The standard methods for describing the immune cell composition of tumor tissue depend on predetermined histological and molecular immune markers and are limited regarding multiplexing applications. They also heavily rely on microscopic assessments by trained pathologists, but traditionally lack three-dimensional resolution. To overcome these obstacles, we designed a workflow that leverages computational analysis of Spatial Transcriptomics data for the functional and immune cell type analysis of HER2+ breast cancer tissue samples. The computational approaches used in previous reports22,23, which are solely based on gene expression values, are more suitable for tissue samples with clearly defined molecular structures. However, tumor samples are usually highly complex in terms of cell mixture and distribution; therefore, other approaches are needed to reliably describe the molecular properties of such samples. In the presented study, we use an approach called Latent Dirchlet Allocation (LDA)24. The method was originally developed to describe the distribution of topics within a text. Any given sample has a specific proportion of each topic, allowing each sample to contain several topics simultaneously. Recently, this method has been successfully applied to biological experiments, for example, in the analysis of RNA-seq data25,26. Since each spatial spot contains a mixture of several different cell-types, this method is well suited for Spatial Transcriptomics22 data and can be exploited to identify underlying gene expression structures. Spatial spots with similar proportions of the topics (herein called gene expression topics) are considered to contain similar cell mixtures and are pooled to gain more depth in the data. Here, we show that this approach can be used to classify tissue regions based on function rather than morphology. By combining Spatial Transcriptomics with robust computational tools, we can now present immune cell distribution with richer spatial information. The further integration of cross-sectioning with computational alignment enables us to generate 3D-images of global expression patterns and immune score distributions throughout the samples.
Results
Three tissue sections were collected from each of the ten patients (A-J) diagnosed with HER2+ breast cancer included in this study (Supplementary Table 1). The collected sections were then subjected to Spatial Transcriptomics22,23,27,28 using circular spatial spots with a diameter of 100µm. Each tumor was carefully examined by a trained pathologist, who annotated the different morphological regions in each tissue section. These annotations either served as a reference for subsequent unsupervised analysis or were used directly to pick spatial spots from regions of interest. During unsupervised analysis, we established biological functions and determined immune cell composition at the transcriptional level by using LDA to identify underlying structures of gene expression patterns. The proportions of gene expression topics were further used for hierarchical clustering, the object of which was to organize spatial spots with similar gene expression patterns into distinct clusters. Expression data from spatial spots within each cluster were further collapsed to increase gene detection. Next, pathway analysis29 was carried out between clusters in order to detect spatial correlation between different regions across the tissue. We then applied xCell30, a method for describing immune cell composition, to gain spatial information about the complex tumor-immune cell landscape by determining the abundance of sixteen different immune cell-types. The method overview is presented in Fig. 1a.

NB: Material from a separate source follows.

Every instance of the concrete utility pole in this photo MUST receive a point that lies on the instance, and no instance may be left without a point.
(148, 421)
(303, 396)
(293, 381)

The morphological examination of tumor sections revealed inter- and intra-patient tissue heterogeneity. Tumors from all ten patients had invasive components, but only tumors from four patients (A, G, H and J) contained regions annotated as ductal carcinoma in situ (DCIS). Tumors from six of the patients (E, F, G, H, I and J) contained regions with a high abundance of immune cells. Other major tissue types identified included fat tissue, fibrous tissue and normal glands (Fig. 1b, Supplementary Fig. 1a). To study gene expression differences and similarities between tumors, we generated triplicate transcriptomics data sets (in silico bulk) for each patient. Dimensionality reduction by Principal Component Analysis (PCA) revealed several separate groups of patients, indicating large interpatient variation (Supplementary Fig. 1b).
To further analyze the Spatial Transcriptomics data, we applied LDA to each patient sample. A number of gene expression topics, each described by a certain set of genes, was used in the analysis (Supplementary Table 2). The gene expression sampling was based on the circular spatial spots. We visualized the data in a way that is easy for the human eye to interpret by generating interpolated images of the spatial spot positions, values of gene expression topic proportions and binary images of tissue morphology (Supplementary Fig. 2). We projected the interpolated values across the tissue sections to display the spatial distribution of gene expression topics. A comparison with the pathologists’ annotations (Fig. 1b, Supplementary Fig. 1a) revealed that certain gene expression topics clearly overlapped with regions described to be stromal, cancer, immune and gland-enriched (Fig. 1c, Supplementary Fig. 3). This finding demonstrates that applying LDA to Spatial Transcriptomics data can provide valuable information about the tumor microenvironment.
Next, we clustered spatial spots based on the proportions of gene expression topics (Fig. 2a, Supplementary Fig. 4). To validate the clustering, we also visualized the proportions of gene expression topics in t-SNE space (Fig. 2b, Supplementary Fig. 5) and overlaid them with the tissue morphology (Fig. 2c, Supplementary Fig. 6a). The separation of spatial spots in t-SNE space corresponded well to the gene expression topic clusters, while the spatial cluster distribution over the tumor section closely resembled the manual annotation. Taken together, these results demonstrate that clustering spatial spots based on gene expression topic proportions is a reliable approach for characterizing the tumor microenvironment in samples. To analyze variation across the triplicate data sets of each patient, we calculated the proportions of spatial spots assigned to each cluster in each triplicate. Most clusters showed similar distributions across the three data sets with the small variations between sections most likely representing molecular variation in different parts of the tumor (Supplementary Fig. 6b). Interestingly, the clustering revealed more details about the tissue than the manual annotation. As an example, a large region annotated as ductal carcinoma in situ (DCIS) in patient H also contained spatial spots that were assigned to cluster H2, which corresponds to a region dense in invasive tumor cells, suggesting that this region has morphological properties of DCIS but molecular properties of invasive cancer (Fig. 2d). To further validate our clustering approach, we carried out differential gene expression analysis between each hierarchical cluster (Fig. 2a-c, Supplementary Fig. 4–6) and the rest of the tissue. A pathway analysis29 was then performed on the differentially expressed genes (Supplementary Table 3) to identify biological functions for various regions of the tumor sample (Supplementary Table 4). In most of the patients, we detected clusters in which the predominant pathways were clearly related to immune response. These clusters mainly overlapped with regions annotated as immune cells, tumor stroma/fibrous tissue and invasive cancer (Fig. 2e).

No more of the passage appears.